No sign of Zarka was to be seen, although the path was visible for a considerable distance ahead, and this was the more remarkable as away on the right the forms of several ibex were to be observed. Was Zarka stalking them in hiding? That was scarcely possible, since the course he must have taken afforded no chance of concealment. On D’Alquen crept, his gun almost at his shoulder, and his fierce restless eyes taking in everything round and above him. Suddenly he stopped with a subdued exclamation. The mystery was solved.

He had arrived at a point where a deep fissure in the rocky wall opened upon the path at such a sharp angle as to be invisible from the side of his approach till he was fairly opposite to it. Through this cleft a sort of rugged path ran back, as it seemed, behind the rock, the face of which he had just skirted. Doubtless Zarka had doubled back by this means. D’Alquen hesitated a moment. The narrow way might be a complete death-trap set by the cunning man, who had calculated that his intended victim would follow him. D’Alquen gave another look round, and then seemed resolved to risk it. With his gun ready to fire he sprang up the path and made his way quickly along it. The few seconds it took him to reach the other end of the defile were calculated to make his blood tingle, since he would have been practically at the mercy of a raking shot from above. However he emerged upon the open without this experience, and in another instant his quick eye had detected what it sought, the form of Count Zarka creeping stealthily along the top of the rocks. Keeping well down, and so out of sight, D’Alquen immediately began to follow. When he had gone, as he judged, far enough, he turned and began to crawl upwards, stalking the Count with more than a sportsman’s wariness and zest. Zarka was evidently so intent upon his design that he never glanced behind, at any rate while D’Alquen was in sight. The way he was taking would bring him to the edge of the rocks above the spot where he supposed the other to be waiting, and as his intended victim realized the treacherous scheme a light gleamed in his eyes that boded mischief for the Count. So he followed him, keeping as much as possible under cover of the rocks, stooping as he ran, sometimes crawling, from one shelter to another; ever, when he was exposed, keeping his enemy covered by his gun.

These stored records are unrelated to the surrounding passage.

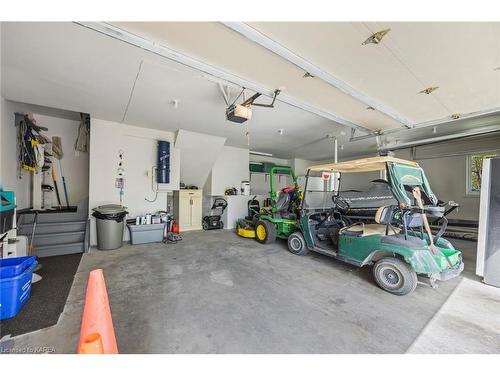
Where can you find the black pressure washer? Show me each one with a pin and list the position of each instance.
(210, 222)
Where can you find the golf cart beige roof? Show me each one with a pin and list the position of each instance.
(377, 163)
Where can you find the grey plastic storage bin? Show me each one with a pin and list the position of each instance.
(109, 225)
(146, 233)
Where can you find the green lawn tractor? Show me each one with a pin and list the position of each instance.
(399, 245)
(279, 220)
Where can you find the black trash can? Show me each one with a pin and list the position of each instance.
(110, 220)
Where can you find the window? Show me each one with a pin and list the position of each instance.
(474, 171)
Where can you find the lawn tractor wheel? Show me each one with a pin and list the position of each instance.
(265, 232)
(296, 244)
(395, 276)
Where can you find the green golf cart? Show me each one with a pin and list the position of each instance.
(399, 244)
(279, 220)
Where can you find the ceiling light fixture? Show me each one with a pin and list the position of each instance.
(260, 153)
(376, 38)
(429, 90)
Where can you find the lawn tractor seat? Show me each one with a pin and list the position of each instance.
(285, 201)
(383, 218)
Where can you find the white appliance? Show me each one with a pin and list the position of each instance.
(488, 244)
(188, 209)
(245, 187)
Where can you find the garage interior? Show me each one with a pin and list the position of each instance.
(162, 120)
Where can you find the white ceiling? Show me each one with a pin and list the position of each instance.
(67, 66)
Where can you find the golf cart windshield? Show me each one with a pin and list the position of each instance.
(403, 177)
(319, 191)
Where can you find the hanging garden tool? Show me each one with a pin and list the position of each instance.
(58, 154)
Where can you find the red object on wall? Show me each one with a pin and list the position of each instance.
(175, 227)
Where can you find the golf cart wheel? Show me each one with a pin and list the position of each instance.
(395, 276)
(296, 244)
(265, 232)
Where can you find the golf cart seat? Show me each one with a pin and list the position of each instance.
(383, 218)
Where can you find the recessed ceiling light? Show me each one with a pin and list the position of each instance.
(376, 38)
(429, 90)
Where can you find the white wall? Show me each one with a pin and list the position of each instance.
(447, 174)
(139, 146)
(198, 155)
(60, 123)
(230, 168)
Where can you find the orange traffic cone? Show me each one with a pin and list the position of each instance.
(97, 335)
(92, 344)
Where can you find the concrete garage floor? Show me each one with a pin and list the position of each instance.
(217, 293)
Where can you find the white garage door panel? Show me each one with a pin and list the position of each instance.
(215, 44)
(458, 57)
(370, 69)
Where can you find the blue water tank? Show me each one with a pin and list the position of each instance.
(163, 164)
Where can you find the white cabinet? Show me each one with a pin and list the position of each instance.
(188, 209)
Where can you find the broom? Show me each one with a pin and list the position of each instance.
(58, 154)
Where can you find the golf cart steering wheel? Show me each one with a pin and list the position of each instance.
(340, 202)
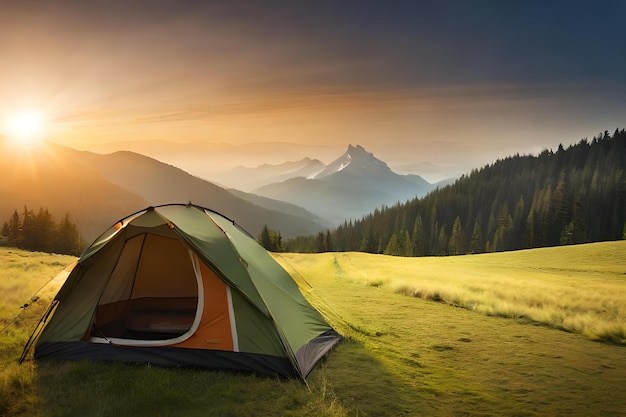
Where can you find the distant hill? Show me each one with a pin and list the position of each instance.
(247, 178)
(354, 184)
(573, 195)
(99, 189)
(44, 177)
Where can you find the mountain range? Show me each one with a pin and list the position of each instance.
(97, 190)
(351, 186)
(296, 198)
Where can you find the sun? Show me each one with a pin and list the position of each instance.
(24, 127)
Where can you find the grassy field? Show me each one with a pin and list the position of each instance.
(520, 343)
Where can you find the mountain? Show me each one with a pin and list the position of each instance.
(568, 196)
(46, 176)
(354, 184)
(99, 189)
(247, 179)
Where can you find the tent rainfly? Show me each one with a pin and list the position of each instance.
(181, 285)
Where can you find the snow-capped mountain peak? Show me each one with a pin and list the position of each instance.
(356, 159)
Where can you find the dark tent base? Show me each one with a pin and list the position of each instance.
(168, 357)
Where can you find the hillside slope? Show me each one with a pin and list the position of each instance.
(45, 177)
(351, 186)
(160, 183)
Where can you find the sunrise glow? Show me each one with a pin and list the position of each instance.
(24, 127)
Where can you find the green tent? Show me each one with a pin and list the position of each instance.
(181, 285)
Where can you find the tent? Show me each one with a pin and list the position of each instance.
(181, 285)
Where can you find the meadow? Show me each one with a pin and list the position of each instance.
(528, 333)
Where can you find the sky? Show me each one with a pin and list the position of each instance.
(450, 85)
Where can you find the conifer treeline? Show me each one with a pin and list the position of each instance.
(40, 232)
(573, 195)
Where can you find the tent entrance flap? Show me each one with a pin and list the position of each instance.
(152, 294)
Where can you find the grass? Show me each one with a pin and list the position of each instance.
(580, 289)
(402, 355)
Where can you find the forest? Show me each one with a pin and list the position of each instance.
(40, 232)
(567, 196)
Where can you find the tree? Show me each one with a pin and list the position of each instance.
(392, 247)
(264, 238)
(475, 246)
(68, 239)
(419, 240)
(456, 238)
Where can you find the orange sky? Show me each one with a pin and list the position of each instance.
(446, 85)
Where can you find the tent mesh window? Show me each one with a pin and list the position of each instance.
(152, 293)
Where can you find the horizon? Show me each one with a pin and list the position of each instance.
(449, 87)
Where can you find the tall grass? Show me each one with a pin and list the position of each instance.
(579, 289)
(401, 356)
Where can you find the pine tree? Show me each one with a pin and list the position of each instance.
(264, 238)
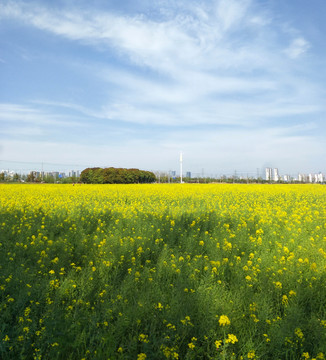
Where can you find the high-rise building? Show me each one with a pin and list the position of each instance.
(268, 174)
(276, 176)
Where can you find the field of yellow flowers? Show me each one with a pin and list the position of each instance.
(162, 271)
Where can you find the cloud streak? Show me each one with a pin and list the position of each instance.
(228, 66)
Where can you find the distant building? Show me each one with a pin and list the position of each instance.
(276, 176)
(320, 178)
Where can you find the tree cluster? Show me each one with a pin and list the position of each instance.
(116, 176)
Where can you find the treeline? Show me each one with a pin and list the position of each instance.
(116, 176)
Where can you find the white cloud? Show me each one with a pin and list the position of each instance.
(216, 63)
(297, 47)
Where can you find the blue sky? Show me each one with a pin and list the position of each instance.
(233, 84)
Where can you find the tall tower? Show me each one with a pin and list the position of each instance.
(181, 167)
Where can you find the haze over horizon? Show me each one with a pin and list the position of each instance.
(233, 84)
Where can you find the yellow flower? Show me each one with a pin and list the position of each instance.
(224, 320)
(141, 356)
(251, 354)
(191, 346)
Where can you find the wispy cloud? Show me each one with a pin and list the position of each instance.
(218, 64)
(297, 47)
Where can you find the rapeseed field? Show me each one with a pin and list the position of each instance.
(162, 271)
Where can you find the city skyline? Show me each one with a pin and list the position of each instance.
(233, 84)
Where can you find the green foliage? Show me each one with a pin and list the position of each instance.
(97, 272)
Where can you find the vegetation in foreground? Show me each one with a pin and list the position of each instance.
(162, 272)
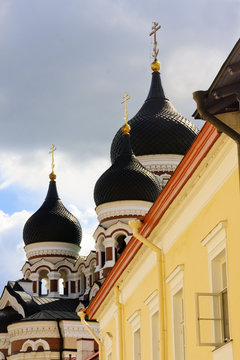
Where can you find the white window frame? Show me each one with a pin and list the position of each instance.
(108, 345)
(135, 321)
(176, 281)
(215, 243)
(152, 303)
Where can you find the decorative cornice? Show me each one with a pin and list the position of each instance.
(200, 148)
(34, 329)
(9, 300)
(123, 209)
(160, 163)
(75, 329)
(4, 341)
(51, 248)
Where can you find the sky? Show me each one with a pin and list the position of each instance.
(64, 67)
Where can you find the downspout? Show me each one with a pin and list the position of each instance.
(120, 327)
(200, 99)
(61, 339)
(82, 314)
(135, 225)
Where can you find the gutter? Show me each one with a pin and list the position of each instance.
(200, 99)
(82, 314)
(135, 225)
(61, 339)
(120, 323)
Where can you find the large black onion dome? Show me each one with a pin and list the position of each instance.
(52, 222)
(126, 179)
(157, 128)
(8, 316)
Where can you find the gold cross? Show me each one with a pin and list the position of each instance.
(126, 97)
(155, 28)
(53, 148)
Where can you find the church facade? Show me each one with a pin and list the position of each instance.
(173, 293)
(130, 291)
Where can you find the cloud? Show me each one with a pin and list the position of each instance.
(26, 174)
(11, 245)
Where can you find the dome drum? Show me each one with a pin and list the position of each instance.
(111, 212)
(52, 251)
(52, 222)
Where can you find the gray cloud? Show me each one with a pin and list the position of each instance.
(65, 65)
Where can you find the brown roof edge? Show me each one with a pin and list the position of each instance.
(219, 74)
(199, 149)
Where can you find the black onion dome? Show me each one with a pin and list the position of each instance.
(126, 179)
(8, 316)
(157, 128)
(52, 222)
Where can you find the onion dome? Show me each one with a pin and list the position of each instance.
(52, 221)
(8, 316)
(157, 128)
(126, 179)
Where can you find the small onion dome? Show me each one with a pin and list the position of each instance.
(126, 179)
(8, 316)
(52, 222)
(157, 128)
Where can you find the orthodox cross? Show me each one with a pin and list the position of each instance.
(126, 97)
(53, 148)
(155, 28)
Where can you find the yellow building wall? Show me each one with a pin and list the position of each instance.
(188, 250)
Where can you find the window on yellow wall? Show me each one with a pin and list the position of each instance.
(135, 321)
(152, 303)
(212, 308)
(137, 344)
(179, 326)
(155, 336)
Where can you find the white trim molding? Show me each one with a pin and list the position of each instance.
(122, 208)
(161, 162)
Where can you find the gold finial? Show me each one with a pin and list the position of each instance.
(52, 176)
(155, 66)
(126, 127)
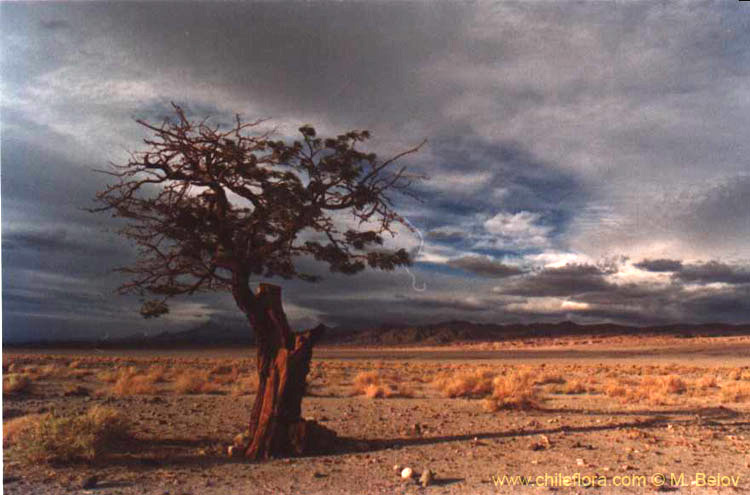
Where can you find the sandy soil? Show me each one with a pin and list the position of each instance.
(589, 437)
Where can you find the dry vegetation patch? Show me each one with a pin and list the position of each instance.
(194, 381)
(372, 384)
(60, 439)
(474, 383)
(736, 392)
(515, 390)
(16, 384)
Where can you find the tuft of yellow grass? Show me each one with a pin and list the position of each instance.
(651, 389)
(515, 390)
(130, 382)
(736, 392)
(475, 383)
(373, 385)
(61, 439)
(194, 381)
(245, 385)
(17, 427)
(16, 384)
(706, 381)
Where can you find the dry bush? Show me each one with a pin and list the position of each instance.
(108, 376)
(52, 370)
(706, 382)
(651, 389)
(17, 427)
(513, 391)
(574, 386)
(16, 384)
(224, 375)
(157, 373)
(476, 383)
(373, 385)
(736, 392)
(245, 385)
(550, 377)
(60, 439)
(194, 381)
(129, 382)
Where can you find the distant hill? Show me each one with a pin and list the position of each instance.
(463, 331)
(214, 334)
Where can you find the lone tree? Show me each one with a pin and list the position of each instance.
(210, 209)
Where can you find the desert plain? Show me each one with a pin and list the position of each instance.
(645, 414)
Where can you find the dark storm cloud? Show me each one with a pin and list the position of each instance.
(56, 24)
(485, 267)
(659, 265)
(713, 271)
(547, 126)
(568, 280)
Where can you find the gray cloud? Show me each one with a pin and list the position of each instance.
(580, 131)
(714, 271)
(659, 265)
(568, 280)
(485, 267)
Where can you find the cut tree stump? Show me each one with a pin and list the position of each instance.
(276, 427)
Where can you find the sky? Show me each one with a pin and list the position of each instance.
(587, 161)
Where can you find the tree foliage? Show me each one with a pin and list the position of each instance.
(209, 208)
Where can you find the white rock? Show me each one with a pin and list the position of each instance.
(426, 478)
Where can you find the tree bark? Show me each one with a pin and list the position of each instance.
(276, 427)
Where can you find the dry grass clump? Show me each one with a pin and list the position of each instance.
(513, 391)
(574, 386)
(225, 375)
(736, 392)
(194, 381)
(476, 383)
(373, 385)
(16, 384)
(651, 389)
(245, 385)
(130, 382)
(59, 439)
(16, 427)
(706, 382)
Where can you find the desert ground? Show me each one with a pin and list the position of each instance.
(572, 415)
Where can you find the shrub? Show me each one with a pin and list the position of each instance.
(59, 439)
(477, 383)
(650, 389)
(706, 381)
(513, 391)
(195, 382)
(574, 387)
(129, 382)
(16, 384)
(373, 385)
(16, 427)
(245, 385)
(736, 392)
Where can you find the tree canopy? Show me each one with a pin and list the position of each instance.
(209, 208)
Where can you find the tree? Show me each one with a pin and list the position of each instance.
(210, 209)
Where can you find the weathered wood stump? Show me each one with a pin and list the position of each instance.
(276, 427)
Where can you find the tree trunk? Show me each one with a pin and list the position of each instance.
(276, 427)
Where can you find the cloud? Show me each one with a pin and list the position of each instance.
(713, 272)
(659, 265)
(518, 229)
(559, 136)
(485, 267)
(568, 280)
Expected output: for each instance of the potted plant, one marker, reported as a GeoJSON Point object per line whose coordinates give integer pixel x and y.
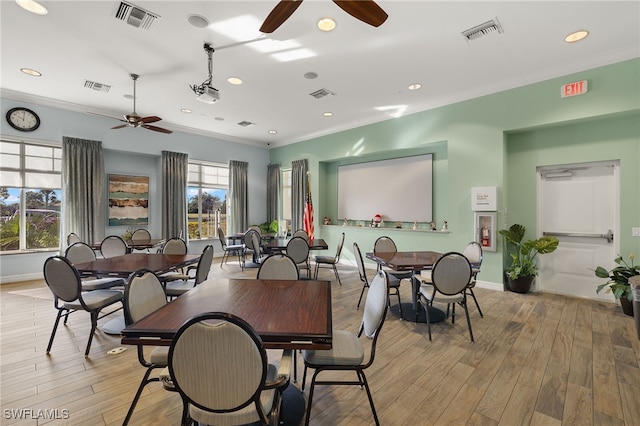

But now Zarka had reached the edge of the rocky wall and stepped cautiously to the very brink with his gun ready to fire down upon the path below. D’Alquen, watching him from behind a jutting rock, laughed, and, walking quietly into the open ground, made quickly towards him. The Count looked up and down the path below; the other thought he heard an exclamation of annoyance from him as he found himself baulked in his benevolent design. Zarka peered over; the temptation to put a bullet through him must have been almost irresistible, but D’Alquen did not pull the trigger of his covering gun. There was now a look of grim amusement in his eyes; having the game in hand, he was evidently loath to spoil it. Zarka drew back, then lay face downwards looking over the rocky wall. D’Alquen gave a little run and came within half a dozen paces of him. With another utterance of disgust Zarka rose to his feet, and, naturally, turned, to find himself covered by D’Alquen’s rifle.